A high-speed Navy catamaran moved about 300 evacuees from Sudan to Saudi Arabia, arriving in the port of Jeddah Monday, USNI News has learned.
USNS Brunswick (EPF-6) left the Port of Sudan with about 300 people aboard, bound for Jeddah, traveling 180 miles across the Red Sea, two defense officials told USNI News. The transport arrived at about 9 a.m. local time on Monday, according to Marine Traffic.
Brunswick, a 1,500-ton aluminum high-speed catamaran, is capable of speeds in excess of 40 knots and could make the trip across the Red Sea in about four hours.
In a statement, U.S. AFRICOM spokesman Lt. Cmdr. Tim Pietrack told USNI News, “I can confirm that USNS Brunswick (T-EPF 6) arrived in Port Sudan Sunday afternoon, April 30. Brunswick is supporting the Department of State’s ongoing efforts to evacuate [and] assist U.S. citizens and others who have requested departure from Sudan.”

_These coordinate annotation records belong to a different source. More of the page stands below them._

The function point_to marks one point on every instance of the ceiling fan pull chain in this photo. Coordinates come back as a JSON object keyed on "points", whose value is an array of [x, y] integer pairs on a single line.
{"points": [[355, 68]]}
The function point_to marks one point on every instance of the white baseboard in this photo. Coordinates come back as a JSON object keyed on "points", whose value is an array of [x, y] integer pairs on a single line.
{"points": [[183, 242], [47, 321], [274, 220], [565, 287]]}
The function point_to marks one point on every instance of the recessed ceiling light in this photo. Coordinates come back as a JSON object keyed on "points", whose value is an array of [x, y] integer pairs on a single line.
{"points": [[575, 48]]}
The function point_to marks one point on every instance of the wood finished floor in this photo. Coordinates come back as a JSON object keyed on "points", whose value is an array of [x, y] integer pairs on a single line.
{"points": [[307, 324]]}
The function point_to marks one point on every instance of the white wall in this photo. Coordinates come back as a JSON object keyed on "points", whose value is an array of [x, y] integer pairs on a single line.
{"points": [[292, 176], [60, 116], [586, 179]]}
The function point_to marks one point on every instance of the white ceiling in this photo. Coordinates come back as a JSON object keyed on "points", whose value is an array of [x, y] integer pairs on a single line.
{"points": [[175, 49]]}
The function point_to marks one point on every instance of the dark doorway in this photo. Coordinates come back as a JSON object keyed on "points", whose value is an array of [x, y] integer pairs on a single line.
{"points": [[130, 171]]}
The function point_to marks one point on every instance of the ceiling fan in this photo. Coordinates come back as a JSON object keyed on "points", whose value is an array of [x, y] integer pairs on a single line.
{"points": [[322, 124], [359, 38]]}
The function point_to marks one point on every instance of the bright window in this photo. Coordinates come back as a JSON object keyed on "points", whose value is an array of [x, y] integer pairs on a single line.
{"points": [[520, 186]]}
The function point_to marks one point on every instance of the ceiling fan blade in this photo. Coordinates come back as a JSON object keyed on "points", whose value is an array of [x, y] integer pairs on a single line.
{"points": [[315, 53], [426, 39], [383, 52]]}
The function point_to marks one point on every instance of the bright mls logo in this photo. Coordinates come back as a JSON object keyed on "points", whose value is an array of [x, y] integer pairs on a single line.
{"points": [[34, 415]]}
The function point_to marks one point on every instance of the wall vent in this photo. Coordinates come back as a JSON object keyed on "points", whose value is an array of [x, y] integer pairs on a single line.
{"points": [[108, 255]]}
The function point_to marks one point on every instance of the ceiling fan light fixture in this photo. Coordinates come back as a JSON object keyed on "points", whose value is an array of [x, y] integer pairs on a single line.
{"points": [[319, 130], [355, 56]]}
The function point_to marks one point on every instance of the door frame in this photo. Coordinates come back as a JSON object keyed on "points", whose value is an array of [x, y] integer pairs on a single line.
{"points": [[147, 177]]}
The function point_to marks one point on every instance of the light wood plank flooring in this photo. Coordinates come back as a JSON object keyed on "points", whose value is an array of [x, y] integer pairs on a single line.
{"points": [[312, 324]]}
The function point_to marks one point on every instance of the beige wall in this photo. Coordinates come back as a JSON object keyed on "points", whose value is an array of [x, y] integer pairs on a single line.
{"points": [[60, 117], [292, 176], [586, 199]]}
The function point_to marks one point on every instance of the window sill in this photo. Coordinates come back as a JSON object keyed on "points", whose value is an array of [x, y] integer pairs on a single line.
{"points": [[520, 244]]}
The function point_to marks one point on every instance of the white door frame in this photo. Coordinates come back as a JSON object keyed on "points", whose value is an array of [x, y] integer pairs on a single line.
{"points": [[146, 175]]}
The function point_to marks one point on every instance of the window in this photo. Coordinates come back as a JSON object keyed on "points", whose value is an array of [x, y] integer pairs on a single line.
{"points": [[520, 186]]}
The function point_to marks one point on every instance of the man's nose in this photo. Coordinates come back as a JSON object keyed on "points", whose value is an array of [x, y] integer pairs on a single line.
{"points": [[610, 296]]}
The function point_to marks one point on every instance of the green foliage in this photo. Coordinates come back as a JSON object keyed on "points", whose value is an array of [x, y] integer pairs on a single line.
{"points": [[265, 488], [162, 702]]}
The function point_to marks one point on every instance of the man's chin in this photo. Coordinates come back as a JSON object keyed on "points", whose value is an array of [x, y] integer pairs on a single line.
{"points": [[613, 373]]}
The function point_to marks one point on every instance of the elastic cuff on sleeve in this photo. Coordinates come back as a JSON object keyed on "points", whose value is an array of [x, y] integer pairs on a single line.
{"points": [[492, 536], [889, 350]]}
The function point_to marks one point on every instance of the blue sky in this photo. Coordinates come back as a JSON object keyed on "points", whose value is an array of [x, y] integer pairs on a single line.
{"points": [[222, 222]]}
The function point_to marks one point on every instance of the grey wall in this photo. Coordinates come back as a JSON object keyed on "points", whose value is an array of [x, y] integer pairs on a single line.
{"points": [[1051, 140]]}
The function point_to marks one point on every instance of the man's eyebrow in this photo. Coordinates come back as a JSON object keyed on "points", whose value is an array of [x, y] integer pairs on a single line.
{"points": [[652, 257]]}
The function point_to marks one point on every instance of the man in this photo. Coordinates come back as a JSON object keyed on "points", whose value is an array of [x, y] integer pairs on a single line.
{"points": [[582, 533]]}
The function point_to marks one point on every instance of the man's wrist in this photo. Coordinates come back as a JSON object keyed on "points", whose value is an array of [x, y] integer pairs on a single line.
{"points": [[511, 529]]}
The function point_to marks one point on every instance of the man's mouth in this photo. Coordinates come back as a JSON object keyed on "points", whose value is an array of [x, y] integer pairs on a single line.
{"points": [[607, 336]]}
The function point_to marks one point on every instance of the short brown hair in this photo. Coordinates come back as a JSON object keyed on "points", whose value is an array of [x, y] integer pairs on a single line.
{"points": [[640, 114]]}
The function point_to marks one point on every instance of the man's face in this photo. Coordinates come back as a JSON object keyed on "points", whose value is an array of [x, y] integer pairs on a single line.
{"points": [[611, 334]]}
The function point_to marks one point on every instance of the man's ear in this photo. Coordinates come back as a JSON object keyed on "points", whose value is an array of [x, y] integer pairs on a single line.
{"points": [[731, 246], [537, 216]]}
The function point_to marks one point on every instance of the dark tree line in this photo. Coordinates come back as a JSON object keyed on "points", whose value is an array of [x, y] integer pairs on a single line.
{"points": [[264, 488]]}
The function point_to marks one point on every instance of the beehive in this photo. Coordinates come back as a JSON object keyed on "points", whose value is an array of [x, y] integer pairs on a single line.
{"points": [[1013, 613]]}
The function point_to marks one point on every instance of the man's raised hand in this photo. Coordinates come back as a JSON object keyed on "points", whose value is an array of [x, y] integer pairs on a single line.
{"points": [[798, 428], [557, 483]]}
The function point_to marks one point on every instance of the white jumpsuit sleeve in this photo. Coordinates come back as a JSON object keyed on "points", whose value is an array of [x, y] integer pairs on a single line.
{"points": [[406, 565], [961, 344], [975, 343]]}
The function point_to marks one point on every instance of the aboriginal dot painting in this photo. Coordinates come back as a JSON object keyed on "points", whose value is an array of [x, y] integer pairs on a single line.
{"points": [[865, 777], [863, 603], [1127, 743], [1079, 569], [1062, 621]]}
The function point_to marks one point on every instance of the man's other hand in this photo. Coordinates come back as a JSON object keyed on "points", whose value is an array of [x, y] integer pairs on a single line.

A spokesman for U.S. 5th Fleet confirmed to USNI News that about 300 evacuees had arrived in Jeddah on Monday. Given the short trip and the capacity of Brunswick, people familiar with the ship told USNI News that it could take 600 more across the Red Sea in an extreme situation.
The U.S. State Department did not immediately respond to a USNI News request about how many of the evacuees were American or other nationalities.
Reuters reported Brunswick was docked in Sudan on Sunday.
Brunswick is one of the Navy’s 13 Spearhead-class fast transports that were built to ferry troops and material at high speeds as an intra-theater connector and was built by Austal USA in Mobile, Ala. The Spearhead-class are operated by U.S. Military Sealift Command with a crew of civilian mariners.
U.S. Navy officials also confirmed to USNI News Monday that USS Lewis B. Puller (ESB-3) was now in the Red Sea. Based on an Alaska-class oil tanker, Puller serves as an expeditionary sea base for mine countermeasures and special operation forces. Based in Bahrain, Puller has a massive flight deck and can host several helicopters and the tilt-rotor MV-22B Osprey. The exact composition of assets embarked on Puller isn’t clear.
Fighting between the Sudanese Armed Forces and a paramilitary group called Rapid Support Forces broke out on April 15, plunging the African country into a potential humanitarian crisis, NPR reported. Much of the fighting has been in urban areas, leaving civilians trapped in their homes.
The fighting has left hundreds dead, including two Americans, according to CNN. Other Americans raised concerns about the lack of evacuation by the American government prior to the weekend’s efforts.
The two forces were previously allies, but tensions arose between the two as the country tries to transition into a new government and bring the Rapid Support Forces into the army. Since a 2021 coup, which overturned a transitional government, Sudan has been run by a council of generals, which includes the two generals at the center of the fighting, according to the BBC.
The two forces agreed to a temporary ceasefire Monday, CNN reported.